Фриар Тук утверждал, что Йоркские евреи имеют скверную привычку отвечать вопросом на вопрос, и сейчас я поступил как типичный Йоркский еврей. Но Ли не стал настаивать на ответе.
— Я видел, как люди с тяжелыми ранами головы не могли потом вспомнить, кто они такие и откуда, — задумчиво проговорил он. — Я видел также, как их преследовали видения, как они начинали говорить на чужих языках. Ты, может быть, и не помнишь, кто ты… или не желаешь вспоминать, но я вижу — ты не из простых землепашцев. И ты очень странный человек.
— Вот почему вы решили, что я подойду Катарине? — улыбнулся я.

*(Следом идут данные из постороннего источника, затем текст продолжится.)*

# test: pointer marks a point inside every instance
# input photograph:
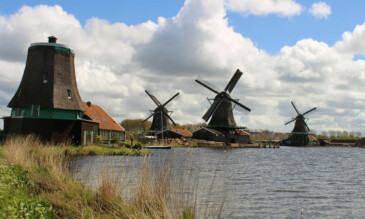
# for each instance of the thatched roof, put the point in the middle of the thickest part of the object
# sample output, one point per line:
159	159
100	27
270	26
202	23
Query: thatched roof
49	79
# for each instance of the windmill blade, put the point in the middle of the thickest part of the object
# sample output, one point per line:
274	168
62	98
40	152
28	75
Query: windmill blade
232	83
169	117
309	111
306	126
171	99
207	85
153	98
239	104
292	120
292	103
235	107
212	109
149	117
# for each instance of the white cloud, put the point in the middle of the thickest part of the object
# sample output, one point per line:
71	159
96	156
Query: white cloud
320	10
116	62
265	7
353	43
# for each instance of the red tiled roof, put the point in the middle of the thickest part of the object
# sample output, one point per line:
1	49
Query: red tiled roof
312	138
184	132
241	132
98	114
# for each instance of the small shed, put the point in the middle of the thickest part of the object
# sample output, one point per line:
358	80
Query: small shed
209	134
185	133
110	131
241	137
174	133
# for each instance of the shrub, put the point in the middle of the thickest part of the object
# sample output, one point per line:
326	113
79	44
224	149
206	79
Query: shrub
138	146
98	139
127	145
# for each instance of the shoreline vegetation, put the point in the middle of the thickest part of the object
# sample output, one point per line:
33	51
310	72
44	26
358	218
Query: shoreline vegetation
39	173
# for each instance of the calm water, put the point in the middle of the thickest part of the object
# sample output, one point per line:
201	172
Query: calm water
260	183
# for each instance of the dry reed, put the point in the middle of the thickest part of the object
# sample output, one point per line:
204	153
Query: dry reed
157	193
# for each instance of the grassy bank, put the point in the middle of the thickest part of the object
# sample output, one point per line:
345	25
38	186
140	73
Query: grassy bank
16	199
43	180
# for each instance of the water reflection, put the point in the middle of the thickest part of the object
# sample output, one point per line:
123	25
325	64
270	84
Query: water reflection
324	182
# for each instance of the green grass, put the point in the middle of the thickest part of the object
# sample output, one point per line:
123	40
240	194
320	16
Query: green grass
35	183
16	198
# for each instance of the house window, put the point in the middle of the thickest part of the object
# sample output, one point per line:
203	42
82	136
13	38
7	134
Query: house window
69	94
17	111
35	110
45	78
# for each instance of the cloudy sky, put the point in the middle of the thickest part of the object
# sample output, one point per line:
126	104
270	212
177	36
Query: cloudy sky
311	52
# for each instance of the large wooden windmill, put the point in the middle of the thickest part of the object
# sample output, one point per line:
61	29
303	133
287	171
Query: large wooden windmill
300	133
47	102
160	115
220	113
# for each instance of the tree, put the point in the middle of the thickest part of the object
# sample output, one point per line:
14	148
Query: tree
132	125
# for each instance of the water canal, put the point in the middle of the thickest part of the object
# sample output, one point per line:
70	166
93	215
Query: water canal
320	182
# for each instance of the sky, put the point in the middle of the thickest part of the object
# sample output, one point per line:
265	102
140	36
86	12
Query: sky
310	52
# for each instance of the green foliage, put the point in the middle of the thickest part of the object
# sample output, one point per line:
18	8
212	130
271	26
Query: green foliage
127	145
190	127
138	146
188	214
98	139
16	199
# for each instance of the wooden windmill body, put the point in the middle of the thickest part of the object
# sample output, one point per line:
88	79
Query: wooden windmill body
160	114
222	125
301	132
47	102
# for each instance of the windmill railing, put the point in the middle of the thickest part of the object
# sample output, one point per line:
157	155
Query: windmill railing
300	133
224	126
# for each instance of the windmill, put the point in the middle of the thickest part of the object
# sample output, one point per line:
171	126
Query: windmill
220	112
301	130
160	115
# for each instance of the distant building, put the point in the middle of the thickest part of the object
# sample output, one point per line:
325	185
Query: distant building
108	128
211	134
47	102
174	133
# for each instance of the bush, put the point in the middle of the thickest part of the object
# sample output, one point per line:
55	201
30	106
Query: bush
127	145
98	139
138	146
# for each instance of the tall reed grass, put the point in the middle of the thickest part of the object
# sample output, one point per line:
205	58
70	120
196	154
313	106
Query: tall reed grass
157	193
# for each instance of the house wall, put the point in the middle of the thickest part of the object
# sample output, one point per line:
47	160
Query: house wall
111	137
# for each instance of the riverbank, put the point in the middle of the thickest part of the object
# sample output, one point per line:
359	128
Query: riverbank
16	199
45	169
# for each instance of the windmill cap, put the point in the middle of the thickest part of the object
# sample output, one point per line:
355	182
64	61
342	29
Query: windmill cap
52	43
52	39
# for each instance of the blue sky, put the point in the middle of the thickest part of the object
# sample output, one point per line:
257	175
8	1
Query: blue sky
269	32
308	51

— Я решил это потому, что Аннеслею нужен хозяин, а моей дочери нужен защитник. Потому, что ты первый мужчина, на которого Катарина обратила внимание, хотя многие ее ровесницы уже замужем и имеют детей… — рыцарь запнулся, а потом добавил очень тихо: — Как бы сильно она ни согрешила, она поступила так из любви ко мне, и у меня не хватает духу ее обвинять.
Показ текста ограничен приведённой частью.